Deputi Bidang Neraca dan Analisis Statistik BPS, Moh Edy Mahmud mengatakan, secara spasial memang ekonomi tetap tumbuh di seluruh wilayah Indonesia.
"Pertumbuhan ekonomi di Bali dan Nusa Tenggara, Jawa dan Sulawesi di atas pertumbuhan nasional," kata Edy, Jakarta, Rabu (5/8/2026).
Ekonomi wilayah Jawa dan Sulawesi tumbuh di atas pertumbuhan ekonomi nasional. Wilayah Jawa tumbuh sebesar 5,65 persen, kemudian wilayah Sulawesi tumbuh sebesar 5,53 persen.
"Jadi pulau Bali dan Nusa Tenggara tumbuh 6,10 persen yang merupakan pertumbuhan tertinggi," kata Edy.
Jika dilihat sumber pertumbuhan ekonomi menurut wilayah secara lebih detail, sumber pertumbuhan utama wilayah Sumatera adalah pertanian, kemudian industri pengolahan dan perdagangan.
Provinsi yang memberikan sumber pertumbuhan ekonomi tertinggi di wilayah Sumatera adalah wilayah Sumatera Utara dengan andil pertumbuhan sebesar 1,17 persen.
Sumber pertumbuhan utama wilayah Jawa adalah industri pengolahan, perdagangan, dan informasi dan komunikasi. Provinsi yang memberikan sumber pertumbuhan ekonomi tertinggi adalah DKI Jakarta dengan andil pertumbuhan sebesar 1,55 persen.
Sementara untuk sumber pertumbuhan utama wilayah Bali dan Nusa Tenggara adalah pertambangan, perdagangan dan administrasi pemerintahan.

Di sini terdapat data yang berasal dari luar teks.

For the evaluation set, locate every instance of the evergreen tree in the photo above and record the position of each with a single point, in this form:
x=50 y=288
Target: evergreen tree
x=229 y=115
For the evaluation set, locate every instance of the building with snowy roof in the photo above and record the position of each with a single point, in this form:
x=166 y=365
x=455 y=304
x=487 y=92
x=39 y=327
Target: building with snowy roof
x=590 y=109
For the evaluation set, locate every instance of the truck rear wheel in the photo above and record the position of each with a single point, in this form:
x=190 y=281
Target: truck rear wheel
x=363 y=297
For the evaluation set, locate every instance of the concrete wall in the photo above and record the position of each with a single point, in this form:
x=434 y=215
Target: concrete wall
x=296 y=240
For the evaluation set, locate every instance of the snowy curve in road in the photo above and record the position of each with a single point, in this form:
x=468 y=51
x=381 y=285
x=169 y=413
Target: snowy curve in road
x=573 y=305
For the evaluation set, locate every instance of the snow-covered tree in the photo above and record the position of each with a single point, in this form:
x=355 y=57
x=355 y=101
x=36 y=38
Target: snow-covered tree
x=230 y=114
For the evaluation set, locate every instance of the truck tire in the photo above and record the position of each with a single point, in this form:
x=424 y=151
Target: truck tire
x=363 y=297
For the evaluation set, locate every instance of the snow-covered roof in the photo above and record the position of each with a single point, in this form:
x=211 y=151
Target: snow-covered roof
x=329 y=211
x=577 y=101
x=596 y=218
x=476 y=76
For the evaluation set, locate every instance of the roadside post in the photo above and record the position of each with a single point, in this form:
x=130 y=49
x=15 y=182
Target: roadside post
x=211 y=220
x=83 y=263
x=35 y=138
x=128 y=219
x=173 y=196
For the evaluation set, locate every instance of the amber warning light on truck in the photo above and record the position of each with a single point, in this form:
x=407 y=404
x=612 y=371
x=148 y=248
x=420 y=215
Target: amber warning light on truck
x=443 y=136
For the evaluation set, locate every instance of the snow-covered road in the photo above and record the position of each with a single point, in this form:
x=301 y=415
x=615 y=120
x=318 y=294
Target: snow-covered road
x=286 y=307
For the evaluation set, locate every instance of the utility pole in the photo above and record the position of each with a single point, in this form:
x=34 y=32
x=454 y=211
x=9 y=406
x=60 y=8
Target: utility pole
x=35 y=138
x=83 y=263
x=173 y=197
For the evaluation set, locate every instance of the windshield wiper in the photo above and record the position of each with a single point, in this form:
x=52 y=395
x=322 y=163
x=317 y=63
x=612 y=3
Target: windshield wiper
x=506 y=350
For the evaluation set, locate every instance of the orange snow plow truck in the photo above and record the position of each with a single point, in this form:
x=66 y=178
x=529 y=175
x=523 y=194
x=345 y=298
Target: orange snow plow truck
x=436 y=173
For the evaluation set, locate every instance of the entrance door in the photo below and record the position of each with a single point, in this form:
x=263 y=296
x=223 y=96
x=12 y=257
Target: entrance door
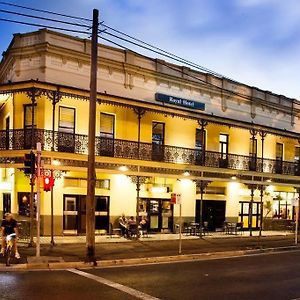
x=213 y=213
x=75 y=214
x=245 y=214
x=160 y=214
x=6 y=203
x=70 y=222
x=102 y=214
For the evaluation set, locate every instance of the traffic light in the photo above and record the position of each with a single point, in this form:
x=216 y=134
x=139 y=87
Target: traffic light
x=48 y=183
x=29 y=163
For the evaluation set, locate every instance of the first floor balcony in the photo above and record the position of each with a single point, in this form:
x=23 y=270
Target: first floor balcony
x=22 y=139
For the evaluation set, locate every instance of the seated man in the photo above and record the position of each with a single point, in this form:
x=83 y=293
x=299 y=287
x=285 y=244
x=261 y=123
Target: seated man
x=8 y=226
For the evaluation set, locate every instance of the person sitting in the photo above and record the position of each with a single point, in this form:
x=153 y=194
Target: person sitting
x=9 y=226
x=123 y=222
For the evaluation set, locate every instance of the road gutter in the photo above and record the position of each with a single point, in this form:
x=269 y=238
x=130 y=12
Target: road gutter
x=145 y=260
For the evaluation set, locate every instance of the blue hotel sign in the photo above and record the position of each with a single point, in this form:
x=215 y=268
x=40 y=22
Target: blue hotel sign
x=179 y=101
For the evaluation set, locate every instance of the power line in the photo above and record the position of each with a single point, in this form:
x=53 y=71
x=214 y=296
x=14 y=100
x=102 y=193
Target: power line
x=164 y=51
x=221 y=89
x=43 y=26
x=44 y=11
x=152 y=50
x=43 y=18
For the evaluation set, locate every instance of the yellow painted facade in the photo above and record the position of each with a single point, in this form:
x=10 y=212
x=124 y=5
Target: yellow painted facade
x=228 y=185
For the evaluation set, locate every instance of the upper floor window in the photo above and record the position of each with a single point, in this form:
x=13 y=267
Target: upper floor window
x=224 y=141
x=28 y=116
x=253 y=147
x=66 y=119
x=107 y=125
x=297 y=154
x=200 y=139
x=279 y=151
x=66 y=129
x=158 y=133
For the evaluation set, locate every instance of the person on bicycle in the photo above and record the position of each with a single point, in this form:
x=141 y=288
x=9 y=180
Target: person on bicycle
x=8 y=226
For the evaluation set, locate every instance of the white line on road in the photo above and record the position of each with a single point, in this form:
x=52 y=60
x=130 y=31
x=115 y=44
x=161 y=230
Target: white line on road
x=115 y=285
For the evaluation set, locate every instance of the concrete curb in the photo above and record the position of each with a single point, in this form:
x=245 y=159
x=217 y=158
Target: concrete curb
x=143 y=260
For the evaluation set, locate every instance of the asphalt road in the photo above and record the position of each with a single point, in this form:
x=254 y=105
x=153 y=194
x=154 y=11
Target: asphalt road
x=267 y=276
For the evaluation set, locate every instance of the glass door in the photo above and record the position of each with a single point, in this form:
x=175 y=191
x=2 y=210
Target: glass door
x=154 y=212
x=160 y=214
x=70 y=221
x=102 y=214
x=158 y=141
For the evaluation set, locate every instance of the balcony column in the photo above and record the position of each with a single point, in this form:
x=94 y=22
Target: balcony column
x=202 y=184
x=140 y=113
x=262 y=134
x=252 y=188
x=262 y=189
x=253 y=160
x=54 y=97
x=33 y=94
x=138 y=180
x=202 y=123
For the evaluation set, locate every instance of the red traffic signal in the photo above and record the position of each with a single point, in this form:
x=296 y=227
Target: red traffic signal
x=48 y=183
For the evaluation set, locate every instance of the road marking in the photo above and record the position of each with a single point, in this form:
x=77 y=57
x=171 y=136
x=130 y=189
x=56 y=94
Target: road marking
x=115 y=285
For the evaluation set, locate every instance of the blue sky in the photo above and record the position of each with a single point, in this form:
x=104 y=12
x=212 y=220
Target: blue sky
x=256 y=42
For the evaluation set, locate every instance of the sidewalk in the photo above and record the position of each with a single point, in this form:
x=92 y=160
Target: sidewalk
x=72 y=249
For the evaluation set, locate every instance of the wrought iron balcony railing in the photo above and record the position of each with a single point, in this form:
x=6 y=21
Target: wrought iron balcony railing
x=20 y=139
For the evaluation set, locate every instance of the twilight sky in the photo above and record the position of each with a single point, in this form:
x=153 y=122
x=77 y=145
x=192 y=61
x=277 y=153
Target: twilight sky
x=256 y=42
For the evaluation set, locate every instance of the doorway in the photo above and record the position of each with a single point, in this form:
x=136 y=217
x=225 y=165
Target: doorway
x=6 y=203
x=159 y=213
x=213 y=213
x=75 y=214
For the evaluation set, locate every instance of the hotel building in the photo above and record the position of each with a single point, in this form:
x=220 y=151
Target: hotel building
x=231 y=150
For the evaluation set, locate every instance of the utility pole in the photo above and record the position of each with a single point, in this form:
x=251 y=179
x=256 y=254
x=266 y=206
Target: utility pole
x=91 y=178
x=38 y=200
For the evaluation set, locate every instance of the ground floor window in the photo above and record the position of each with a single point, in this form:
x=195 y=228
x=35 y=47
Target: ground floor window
x=74 y=221
x=213 y=213
x=24 y=204
x=159 y=213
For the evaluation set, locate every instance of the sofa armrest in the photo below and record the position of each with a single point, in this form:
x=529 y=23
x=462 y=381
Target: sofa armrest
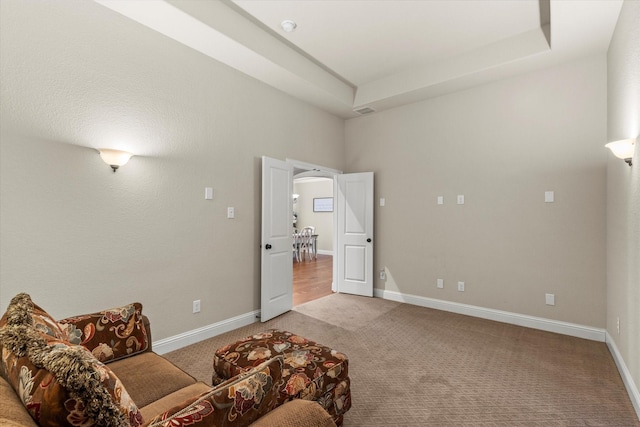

Provinsi yang memberikan pertumbuhan tertinggi adalah Bali dengan andil pertumbuhan 2,77 persen.
Selanjutnya, sumber pertumbuhan utama di wilayah Kalimantan adalah industri pengolahan, perdagangan, dan pertambangan.
Wilayah Sulawesi adalah industri pengolahan, perdagangan, dan konstruksi, serta wilayah Maluku dan Papua adalah industri pengolahan, perdagangan, dan konstruksi.
Provinsi yang memberikan sumber pertumbuhan ekonomi tertinggi di wilayah Maluku Utara dengan andil pertumbuhan 2,98 persen.
Perlu diketahui, ekonomi Indonesia pada kuartal II 2026 mencapai 5,29 persen secara tahunan (year on year/yoy) masih didorong kuat oleh konsumsi rumah tangga masyarakat.